Russia unveils world's first coronavirus vaccine for dogs, cats and other animals


Russia has registered the world's first coronavirus vaccine for dogs, cats, minks, foxes and other animals, the country's agriculture safety watchdog said Wednesday.

Called Carnivak-Cov, the vaccine was developed by scientists at the Federal Service for Veterinary and Phytosanitary Surveillance, also known as Rosselkhoznadzor, Russia's Tass News Agency said.

While many scientists say the virus causing covid-19 initially jumped from bats to humans, perhaps through another intermediary, infections have since been reported worldwide in animals, from zoos to mink farms.

It remains unclear how easily the virus can move between animals and humans. But after repeated outbreaks among minks at farms in Denmark and elsewhere in Europe, millions of the furry animals were killed precautionarily to cut any further transmission. Scientists have been particularly worried about mutated variants of the virus developing in minks and other animals going on to infect humans.

Russia has already approved three coronavirus vaccines for use in humans on an emergency basis. Rosselkhoznadzor deputy head Konstantin Savenkov said Wednesday that this would be the world's first authorized for widespread animal inoculations.

The vaccine could be mass produced as soon as April, although the agency did not say when it would be on the market.

"Carnivak-Cov, a sorbate inactivated vaccine against the coronavirus infection . . . is the world's first and only product for preventing covid-19 in animals," Savenkov told Tass News.

Two U.S. companies, New Jersey-based veterinary pharmaceutical company Zoetis and the North Dakota-based Medgene Labs, have also been developing coronavirus vaccines for use among minks and other animals.

Scientists in Russia launched clinical trials in October and tested the vaccine on dogs, cats, foxes, including Arctic foxes, and minks, among other animals. Mass production of the vaccine could begin in April, according to Savenkov.

"The outcome of the research gives us grounds to conclude that the vaccine is safe and has strong immunogenic effect," Savenkov said.

The vaccine is expected to produce antibody resistance that lasts at least six months.
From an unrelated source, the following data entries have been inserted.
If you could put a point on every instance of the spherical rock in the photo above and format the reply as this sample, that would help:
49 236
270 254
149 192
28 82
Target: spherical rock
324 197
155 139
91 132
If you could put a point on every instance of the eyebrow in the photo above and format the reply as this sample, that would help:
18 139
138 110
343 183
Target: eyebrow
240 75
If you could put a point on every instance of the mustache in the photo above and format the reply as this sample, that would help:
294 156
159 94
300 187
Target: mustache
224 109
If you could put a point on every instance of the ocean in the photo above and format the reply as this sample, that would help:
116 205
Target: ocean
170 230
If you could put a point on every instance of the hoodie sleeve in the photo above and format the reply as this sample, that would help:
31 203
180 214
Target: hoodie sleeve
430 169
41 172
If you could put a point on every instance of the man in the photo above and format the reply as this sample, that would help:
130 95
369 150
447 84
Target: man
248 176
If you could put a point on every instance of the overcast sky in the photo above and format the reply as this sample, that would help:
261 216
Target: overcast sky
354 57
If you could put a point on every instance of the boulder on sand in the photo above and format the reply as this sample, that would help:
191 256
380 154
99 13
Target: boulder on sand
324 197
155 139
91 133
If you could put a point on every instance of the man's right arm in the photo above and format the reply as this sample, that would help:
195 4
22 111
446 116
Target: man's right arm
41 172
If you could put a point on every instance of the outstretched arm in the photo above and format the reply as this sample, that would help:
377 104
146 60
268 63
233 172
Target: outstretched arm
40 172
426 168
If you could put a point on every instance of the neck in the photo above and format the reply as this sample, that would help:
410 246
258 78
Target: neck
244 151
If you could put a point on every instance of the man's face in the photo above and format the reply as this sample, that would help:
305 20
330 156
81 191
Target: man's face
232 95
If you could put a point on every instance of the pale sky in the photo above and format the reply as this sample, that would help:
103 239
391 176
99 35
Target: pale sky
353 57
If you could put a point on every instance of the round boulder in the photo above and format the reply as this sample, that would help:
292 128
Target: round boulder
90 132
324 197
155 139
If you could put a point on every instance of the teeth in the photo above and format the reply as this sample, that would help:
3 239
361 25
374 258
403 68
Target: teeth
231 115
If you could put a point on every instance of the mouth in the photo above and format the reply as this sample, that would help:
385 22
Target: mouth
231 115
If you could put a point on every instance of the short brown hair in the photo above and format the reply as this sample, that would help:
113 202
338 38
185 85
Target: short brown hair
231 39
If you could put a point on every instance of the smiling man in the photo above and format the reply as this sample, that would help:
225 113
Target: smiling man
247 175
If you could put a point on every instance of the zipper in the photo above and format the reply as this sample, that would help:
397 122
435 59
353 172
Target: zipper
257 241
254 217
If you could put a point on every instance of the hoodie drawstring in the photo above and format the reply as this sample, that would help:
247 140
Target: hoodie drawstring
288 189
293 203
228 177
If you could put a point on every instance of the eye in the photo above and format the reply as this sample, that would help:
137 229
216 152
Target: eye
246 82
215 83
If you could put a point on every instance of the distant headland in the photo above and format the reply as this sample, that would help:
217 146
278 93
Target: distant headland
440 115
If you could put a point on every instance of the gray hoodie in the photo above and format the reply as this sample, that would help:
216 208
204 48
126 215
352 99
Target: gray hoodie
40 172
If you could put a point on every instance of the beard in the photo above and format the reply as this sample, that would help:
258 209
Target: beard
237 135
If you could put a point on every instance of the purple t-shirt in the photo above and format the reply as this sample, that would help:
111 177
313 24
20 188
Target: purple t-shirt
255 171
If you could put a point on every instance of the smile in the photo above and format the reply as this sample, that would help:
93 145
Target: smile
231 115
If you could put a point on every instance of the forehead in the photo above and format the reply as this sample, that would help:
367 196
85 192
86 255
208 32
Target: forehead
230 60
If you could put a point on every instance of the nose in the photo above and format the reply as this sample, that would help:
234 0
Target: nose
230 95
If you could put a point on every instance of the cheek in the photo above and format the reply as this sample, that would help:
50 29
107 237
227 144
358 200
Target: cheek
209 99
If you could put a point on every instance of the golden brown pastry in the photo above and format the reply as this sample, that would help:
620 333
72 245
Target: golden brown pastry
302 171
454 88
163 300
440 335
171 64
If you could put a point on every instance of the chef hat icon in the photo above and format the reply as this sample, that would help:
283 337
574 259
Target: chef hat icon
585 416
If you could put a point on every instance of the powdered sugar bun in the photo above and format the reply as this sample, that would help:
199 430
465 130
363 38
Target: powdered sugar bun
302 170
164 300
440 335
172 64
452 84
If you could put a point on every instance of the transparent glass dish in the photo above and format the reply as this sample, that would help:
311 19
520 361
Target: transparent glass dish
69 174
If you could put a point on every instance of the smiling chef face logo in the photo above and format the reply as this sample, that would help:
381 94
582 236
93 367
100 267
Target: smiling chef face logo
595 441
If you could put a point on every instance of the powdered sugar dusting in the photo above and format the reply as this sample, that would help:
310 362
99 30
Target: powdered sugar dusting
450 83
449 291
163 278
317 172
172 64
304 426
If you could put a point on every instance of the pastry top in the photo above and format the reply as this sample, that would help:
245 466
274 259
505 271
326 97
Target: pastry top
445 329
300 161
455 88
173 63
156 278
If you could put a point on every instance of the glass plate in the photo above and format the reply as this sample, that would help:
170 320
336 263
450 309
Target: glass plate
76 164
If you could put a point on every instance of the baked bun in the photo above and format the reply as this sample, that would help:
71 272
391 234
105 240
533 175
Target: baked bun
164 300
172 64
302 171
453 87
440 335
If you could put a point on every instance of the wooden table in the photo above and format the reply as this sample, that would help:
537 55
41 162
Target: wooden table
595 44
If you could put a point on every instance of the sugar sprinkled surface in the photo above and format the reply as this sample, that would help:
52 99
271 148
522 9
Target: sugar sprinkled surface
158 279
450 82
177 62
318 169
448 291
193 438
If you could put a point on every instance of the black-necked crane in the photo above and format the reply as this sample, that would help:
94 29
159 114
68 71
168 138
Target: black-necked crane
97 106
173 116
Savenkov told Tass News that "domestic animal-breeding enterprises and commercial firms from Greece, Poland and Austria" are planning to purchase the vaccine, while companies from the United States, Canada and Singapore, among others, have expressed interest in it.

Russia's coronavirus vaccine for humans have so far not been approved for use in the United States or Europe.

Earlier this year Zoetis's vaccine was administered on a trial-basis to nine infected apes at a San Diego zoo. They have since recovered.